Direct FFT for suitable modulus#2681

Open
user202729 wants to merge 2 commits into
flintlib:mainfrom
user202729:direct-fft
Open

Direct FFT for suitable modulus#2681
user202729 wants to merge 2 commits into
flintlib:mainfrom
user202729:direct-fft

Conversation

@user202729
Copy link
Copy Markdown
Contributor

The fft_small code should work with any prime modulus p such that p-1 has sufficiently high 2-valuation, but currently it is only used when it is one of the precomputed primes. See the comments in code for more detail.

For benchmarking, one way to compare the old and the new code is by adding return 0 in the newly-added _nmod_poly_should_directly_fft.

This only speeds things up in the specialized case of working modulo a prime good for FFT, though. Which is not exactly common.

@fredrik-johansson
Copy link
Copy Markdown
Collaborator

This looks good. Thanks for implementing it! I'll experiment a bit with it before merging.

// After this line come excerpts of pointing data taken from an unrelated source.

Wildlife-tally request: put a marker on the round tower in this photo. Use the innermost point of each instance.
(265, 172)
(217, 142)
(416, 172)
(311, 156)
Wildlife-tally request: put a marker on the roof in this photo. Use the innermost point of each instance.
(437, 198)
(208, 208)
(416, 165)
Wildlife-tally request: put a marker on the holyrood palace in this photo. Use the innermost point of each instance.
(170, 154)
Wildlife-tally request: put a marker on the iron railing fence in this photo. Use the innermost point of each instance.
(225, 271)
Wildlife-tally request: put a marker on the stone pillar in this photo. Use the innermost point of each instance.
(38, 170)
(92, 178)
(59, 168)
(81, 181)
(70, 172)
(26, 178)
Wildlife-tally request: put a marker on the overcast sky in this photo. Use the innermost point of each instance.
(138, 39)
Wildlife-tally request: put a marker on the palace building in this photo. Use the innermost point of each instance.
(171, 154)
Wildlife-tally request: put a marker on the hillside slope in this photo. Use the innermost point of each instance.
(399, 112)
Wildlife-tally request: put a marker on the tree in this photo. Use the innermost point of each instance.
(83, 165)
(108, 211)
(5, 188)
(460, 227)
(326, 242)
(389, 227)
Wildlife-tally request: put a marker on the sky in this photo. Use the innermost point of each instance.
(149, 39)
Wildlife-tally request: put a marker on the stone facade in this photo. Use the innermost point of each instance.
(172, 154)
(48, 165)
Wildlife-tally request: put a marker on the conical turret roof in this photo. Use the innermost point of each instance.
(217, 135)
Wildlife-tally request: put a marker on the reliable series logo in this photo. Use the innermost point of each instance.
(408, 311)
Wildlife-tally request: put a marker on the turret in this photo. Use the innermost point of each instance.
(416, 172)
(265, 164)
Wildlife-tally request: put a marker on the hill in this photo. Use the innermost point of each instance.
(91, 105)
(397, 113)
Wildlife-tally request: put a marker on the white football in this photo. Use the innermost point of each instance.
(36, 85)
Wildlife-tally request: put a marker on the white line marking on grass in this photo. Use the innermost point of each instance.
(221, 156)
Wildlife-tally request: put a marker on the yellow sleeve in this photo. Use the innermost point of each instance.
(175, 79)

Minor question: why limit to moduli greater than 20 bits? For sufficiently small moduli the exact convolution always fits a single default FFT prime, so we don't lose much by going through the standard path. But one could imagine wanting to use FFT directly for something like a length 2^18 convolution modulo an 18-bit FFT prime, which barely doesn't fit.

This only speeds things up in the specialized case of working modulo a prime good for FFT, though. Which is not exactly common.

It is not common because we don't take advantage of it currently. A function like fmpz_poly_gcd_modular should benefit significantly from choosing only FFT-friendly moduli.

The drawback of the solution in this PR seems to be that one has to create an FFT context object, do a primality test etc. for each multiplication. This shouldn't matter that much for big multiplications except that computing the root of unity tables on the fly will be a bit slower than with one of the 8 primes in the cached "mpn" context. But the overhead might be significant for relatively short multiplications, say of length around 1000, where direct FFT acceleration would be really interesting for many algorithms. Note that fmpz_poly_mul (and indirectly arb_poly_mul etc.) would benefit from being able to use CRT instead of KS for much larger coefficients than is possible with the current hardcoded limit of 8 CRT primes.

We should consider some combination of the following:

  • A big table of "builtin" FFT primes (say 10000 of them) for quick access by multimodular algorithms, or a cache of such primes generated at runtime

  • A cache of context objects for FFT primes (either for recently used primes or for primes in a builtin table), with quick hash table lookup inside the nmod_poly multiplication routines

  • A cache of multiple "mpn" contexts. Currently we have one such context object giving fast access to 8 FFT primes with precomputed CRT tables. We could have a cache of many such contexts with disjoint sets of 8 primes. The benefit is that we could leverage the existing mod/CRT code in the fft_small module as an efficient basecase for divide-and-conquer mod/CRT when we need bigger coefficients.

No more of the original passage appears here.